Выбрать главу

Байрон, возразят мне, не был истинным драматургом, и та самая трагедия «Марино Фалиеро, дож Венеции», предисловие к которой я сейчас цитировал, истинно вдохновенная равеннская трагедия, не имела на английской сцене никакого успеха и была поставлена вопреки желанию автора Но Байрон – как бы символ всей романтической гордости, заносчивости и высокомерия драматических писателей XIX века. Знаменательно, что словам Байрона, написанным в 1820 году, мы находила поразительно сопутствующие, кровно родные, слова в устах не менее великого писателя конца века. Генрих Ибсен, идей которого мы до сих пор не можем постигнуть до конца, гений, умевший выражать высочайшие и самые низкие движения своей души вплоть до полемического задора исключительно в драматической форме, писатель, для которого сценическое изображение должно было быть, по-видимому, плотью и кровью его произведений, – чуждается театра, и в этом через все столетие протягивает лорду Байрону свою руку с тем высокомерием аристократизма, которое иногда пробуждалось в нем. По этой пренебрежительной и брезгливой руке нового демократического лорда мы видим перед собой Ибсена как живого, таким, как описывали его посетители и почитатели: «Недавно шел дождь, августовский вечер был сырой, серый, земля мокрая… Крыши хижин блестели от сырости, дорожка была в грязи… Вдруг мы увидели приземистого пожилого господина, который медленно, чинно, в глубокой задумчивости шел по дороге… Среди этой обстановки безукоризненность и изысканность костюма и всего облика Ибсена производили тем более сильное впечатление. Он напоминал жениха, нарядившегося, чтобы идти навстречу невесте… Черная бархатная визитка с орденской ленточкой в петлице, ослепительной белизны и свежести белье, галстук, завязанный изящным бантом, черная, плюшевого кастора, шляпа, размеренные движения, сдержанные манеры и выражение лица – все это заставило меня вспомнить те его стихи, где говорится, что он боится толпы, не желает быть забрызганным ее грязью, но хочет дождаться будущего в свадебном наряде, без единого пятнышка» (из воспоминаний Паульсена).

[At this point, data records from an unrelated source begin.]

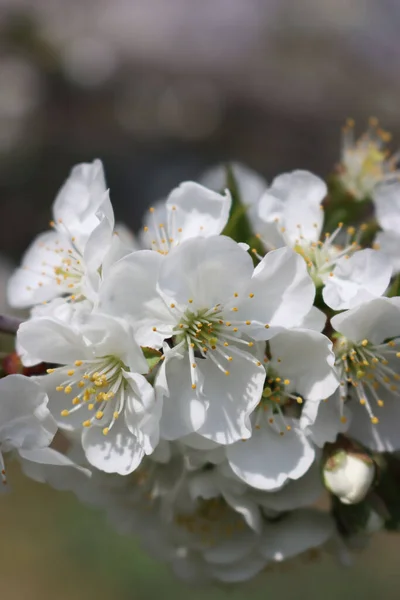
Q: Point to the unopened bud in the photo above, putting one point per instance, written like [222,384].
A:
[349,475]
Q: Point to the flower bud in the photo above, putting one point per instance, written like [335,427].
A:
[349,475]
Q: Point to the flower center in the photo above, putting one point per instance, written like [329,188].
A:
[97,388]
[162,237]
[321,257]
[366,369]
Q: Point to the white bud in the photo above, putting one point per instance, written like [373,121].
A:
[349,476]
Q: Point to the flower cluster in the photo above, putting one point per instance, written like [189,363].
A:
[216,376]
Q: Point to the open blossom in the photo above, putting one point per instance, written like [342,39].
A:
[67,263]
[210,302]
[365,162]
[386,199]
[26,425]
[191,210]
[290,214]
[300,369]
[368,355]
[99,389]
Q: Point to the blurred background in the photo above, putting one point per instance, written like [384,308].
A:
[160,90]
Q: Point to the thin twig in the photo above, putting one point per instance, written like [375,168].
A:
[9,324]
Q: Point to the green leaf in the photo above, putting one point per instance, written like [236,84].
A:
[152,356]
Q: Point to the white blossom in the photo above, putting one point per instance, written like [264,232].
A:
[365,161]
[368,354]
[26,425]
[99,390]
[69,261]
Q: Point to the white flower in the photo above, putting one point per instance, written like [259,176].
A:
[291,215]
[365,162]
[357,279]
[386,199]
[368,353]
[349,475]
[290,210]
[207,298]
[69,261]
[100,390]
[297,362]
[191,210]
[26,425]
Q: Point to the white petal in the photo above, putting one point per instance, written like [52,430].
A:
[230,398]
[49,466]
[35,281]
[323,420]
[197,211]
[207,271]
[283,295]
[184,410]
[267,460]
[386,198]
[375,321]
[25,421]
[81,197]
[295,494]
[51,341]
[380,437]
[129,290]
[362,277]
[117,452]
[306,358]
[389,244]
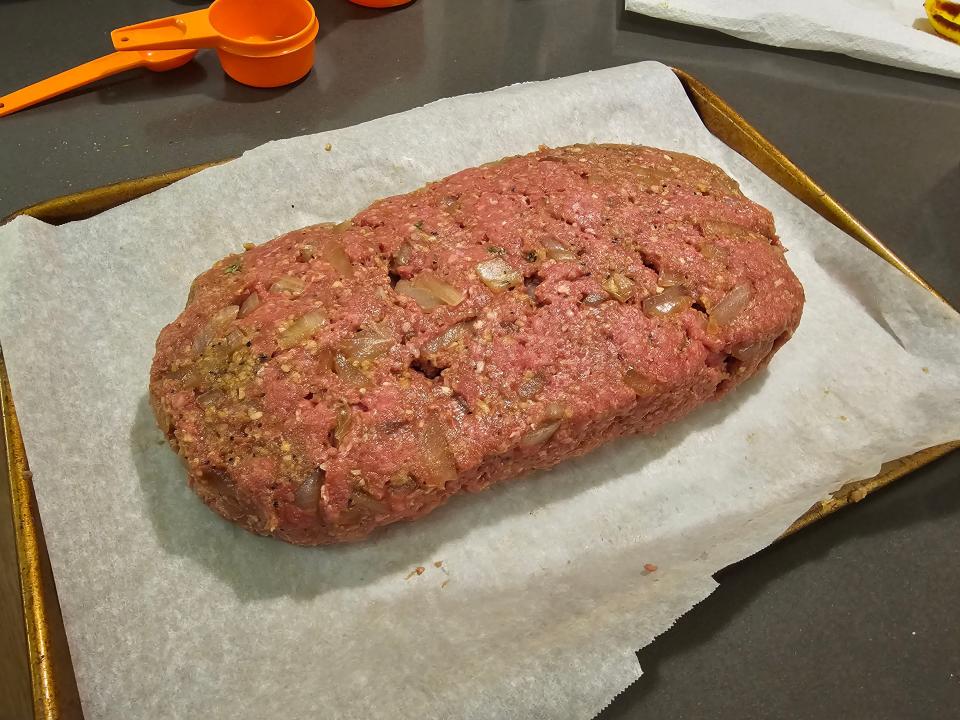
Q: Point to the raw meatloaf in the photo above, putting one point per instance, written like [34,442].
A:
[342,377]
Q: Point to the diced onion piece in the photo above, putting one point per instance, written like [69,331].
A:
[443,290]
[554,411]
[446,292]
[425,299]
[288,284]
[346,370]
[642,385]
[251,303]
[438,461]
[343,424]
[210,397]
[324,359]
[669,278]
[366,503]
[367,344]
[709,250]
[594,299]
[752,353]
[530,386]
[672,300]
[732,304]
[334,254]
[619,286]
[556,250]
[448,337]
[307,495]
[302,328]
[403,255]
[218,323]
[540,435]
[429,291]
[497,274]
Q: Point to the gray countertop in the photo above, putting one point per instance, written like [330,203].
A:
[856,616]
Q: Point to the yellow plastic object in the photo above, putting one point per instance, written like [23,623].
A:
[263,44]
[156,60]
[945,18]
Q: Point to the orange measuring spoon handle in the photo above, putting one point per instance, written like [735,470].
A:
[69,80]
[187,30]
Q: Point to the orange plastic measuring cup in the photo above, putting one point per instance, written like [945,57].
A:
[381,3]
[156,60]
[264,44]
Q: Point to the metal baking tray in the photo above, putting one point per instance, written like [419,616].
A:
[40,632]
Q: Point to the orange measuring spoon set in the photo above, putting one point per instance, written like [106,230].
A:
[263,44]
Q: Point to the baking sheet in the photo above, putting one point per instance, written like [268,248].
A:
[541,597]
[891,32]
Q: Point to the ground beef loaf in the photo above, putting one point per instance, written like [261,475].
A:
[343,377]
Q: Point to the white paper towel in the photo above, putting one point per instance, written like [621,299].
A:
[541,597]
[891,32]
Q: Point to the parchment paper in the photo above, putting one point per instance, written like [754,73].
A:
[541,598]
[891,32]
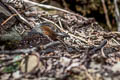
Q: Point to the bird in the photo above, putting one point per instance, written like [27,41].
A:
[48,31]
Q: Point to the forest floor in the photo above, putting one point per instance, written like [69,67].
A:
[64,46]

По отношению к практике театра Ибсен держался крайне независимо. И, однако, с 1851 года и почти до своего отъезда с родины, то есть более двенадцати лет, он стоял непосредственно близко к сцене, будучи режиссером сначала в Бергене, потом в Христиании, ставя и Шекспира и Гольберга, и Эленшлегера и Гейберга, и Бьернсона и, наконец, собственные пьесы. Казалось, он имел время поставить театр на большую высоту. Между тем, когда актеров спрашивали, научил ли их чему-нибудь Ибсен, они отвечали обыкновенно: «Он только смотрел на нас, но ничего не говорил». Актриса Вольф вспоминает его «робким человеком, который не возбуждал ни в ком охоты поговорить с ним откровенно, по душе. Он постоянно ходил, закутавшись в длинный плащ, и, когда кто-нибудь приближался к нему, совсем прятался в этот плащ, как улитка в скорлупу». Он всегда был доволен игрою, а играли, по признаниям той же актрисы, посредственно. Был всегда усталым и любезным, особенно с дамами, которых всегда находил превосходными, без исключений. Случилось ему дать комической актрисе трагическую роль в собственной пьесе, и все протесты возбуждали в нем только упрямство и злость.

Это было в пятидесятых годах. А в 1891 году немецкий литератор Конрад записал следующий свой разговор с Ибсеном: Ибсен откровенно признался, что смотреть своего Штокмана его не тянет, что он ничего не имеет против пропусков в своей пьесе, лишь бы от того не было ущерба драматическому действию, что в театре он довольствуется настоящим сильным впечатлением. «Приходится брать людей театра, каковы они есть. Когда-нибудь да опомнятся ». И неоднократно признавался Ибсен в том, что театральные представления для него тягостны, на репетициях не бывал, на спектакли ходил редко и только из любезности – с рыцарской вежливостью, не допуская и мысли о том, что пьеса будет сыграна не так. «Не может быть, чтобы такие артисты играли плохо. Ведь они считаются здесь самыми лучшими», – сказал раз Ибсен мемуаристу. Но артистов этих он не видал в глаза.